Вот так и теряют голову, скажу вам. Даже демоны искушения.
Встряхиваюсь и укладываю ладонь ей на задницу, намеренно проводя мизинцем по впадине между ягодицами.
— В следующий раз, когда захочет что-то мне сказать, Овечка, скажи какую-нибудь непристойность, иначе это просто трата работы роскошного рта.
Ее смущение такое восхитительное и густое, что на вкус почти как клубничное пюре со сливками. А для меня, известного сладкоежки, это лучше, чем всякие суккубские феромоны.

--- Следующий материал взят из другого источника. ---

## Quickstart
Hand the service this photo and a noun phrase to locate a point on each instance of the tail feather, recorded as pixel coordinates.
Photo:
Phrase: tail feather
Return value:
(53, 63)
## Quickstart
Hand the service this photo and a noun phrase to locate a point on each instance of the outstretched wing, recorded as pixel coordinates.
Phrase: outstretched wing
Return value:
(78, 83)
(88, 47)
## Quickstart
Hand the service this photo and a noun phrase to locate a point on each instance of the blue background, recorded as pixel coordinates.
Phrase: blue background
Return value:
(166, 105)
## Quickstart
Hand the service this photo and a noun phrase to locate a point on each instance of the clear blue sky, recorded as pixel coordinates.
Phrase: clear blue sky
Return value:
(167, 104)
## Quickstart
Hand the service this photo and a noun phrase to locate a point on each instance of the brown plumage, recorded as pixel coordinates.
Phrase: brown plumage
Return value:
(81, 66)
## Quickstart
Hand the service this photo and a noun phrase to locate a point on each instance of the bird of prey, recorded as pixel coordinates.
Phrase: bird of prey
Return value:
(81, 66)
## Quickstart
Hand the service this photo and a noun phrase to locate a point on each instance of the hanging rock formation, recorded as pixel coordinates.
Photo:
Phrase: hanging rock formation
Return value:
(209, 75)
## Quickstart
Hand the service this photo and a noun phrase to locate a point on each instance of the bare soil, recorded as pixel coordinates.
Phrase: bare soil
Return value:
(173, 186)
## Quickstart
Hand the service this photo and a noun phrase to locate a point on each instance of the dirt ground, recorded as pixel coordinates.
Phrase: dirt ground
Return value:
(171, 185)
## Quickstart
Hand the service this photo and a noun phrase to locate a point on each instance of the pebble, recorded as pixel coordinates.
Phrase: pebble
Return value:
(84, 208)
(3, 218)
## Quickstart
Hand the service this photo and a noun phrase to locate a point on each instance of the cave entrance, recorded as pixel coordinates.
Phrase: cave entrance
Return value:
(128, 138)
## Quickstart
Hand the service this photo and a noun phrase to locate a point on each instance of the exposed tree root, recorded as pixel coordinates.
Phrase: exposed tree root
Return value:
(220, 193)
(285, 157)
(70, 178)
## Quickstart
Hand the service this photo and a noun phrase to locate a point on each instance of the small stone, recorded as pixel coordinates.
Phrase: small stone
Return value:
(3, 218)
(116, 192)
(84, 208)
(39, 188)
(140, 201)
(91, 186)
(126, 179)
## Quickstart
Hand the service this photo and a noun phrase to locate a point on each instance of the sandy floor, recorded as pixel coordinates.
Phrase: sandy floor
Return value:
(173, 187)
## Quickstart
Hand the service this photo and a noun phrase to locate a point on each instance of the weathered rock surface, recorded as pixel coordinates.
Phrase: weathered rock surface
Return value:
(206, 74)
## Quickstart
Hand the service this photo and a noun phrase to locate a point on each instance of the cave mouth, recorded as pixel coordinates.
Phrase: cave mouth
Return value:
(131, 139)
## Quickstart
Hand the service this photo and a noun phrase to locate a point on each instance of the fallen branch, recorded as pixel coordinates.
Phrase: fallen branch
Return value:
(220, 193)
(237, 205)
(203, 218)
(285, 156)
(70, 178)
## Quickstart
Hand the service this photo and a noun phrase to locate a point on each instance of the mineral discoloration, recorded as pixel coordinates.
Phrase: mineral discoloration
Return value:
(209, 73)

— Держись крепче, Александра, — предупреждаю на всякий случай.
Сгребаю ее волосы в кулак, немного тяну на себя, с наслаждением впиваясь взглядом в прогиб спины.
Блин, я точно рехнусь.
Просто окаменею. Сдурею.
Сорвусь к хуям собачьим.
Большой замах не нужен, достаточно просто отвести ладонь в сторону — и шлепнуть ею по голым ягодицам. Один точный рассчитанный до мелочей шлепок. Достаточно сильный, чтобы ягодицы спружинили — и Александра «поплыла» по столу. Вот поэтому я держу ее за волосы и надежно фиксирую в нужно положении. Но и достаточно аккуратный, чтобы не было боли. Так, вероятно, любящая мать наказывает провинившегося шкодника. Ну на хрен эту метафору!
— Локи! — возмущается Александра.
Но мы оба знаем, что сейчас, когда первые секунды ее придуманного унижения позади, она чувствует именно то, чего я добивался: тепло на коже, как раз над тем местом, где станет влажной после следующего шлепка.
— Повторяй за мной, Александра: я не буду пытаться сбежать, Локи, — командую я.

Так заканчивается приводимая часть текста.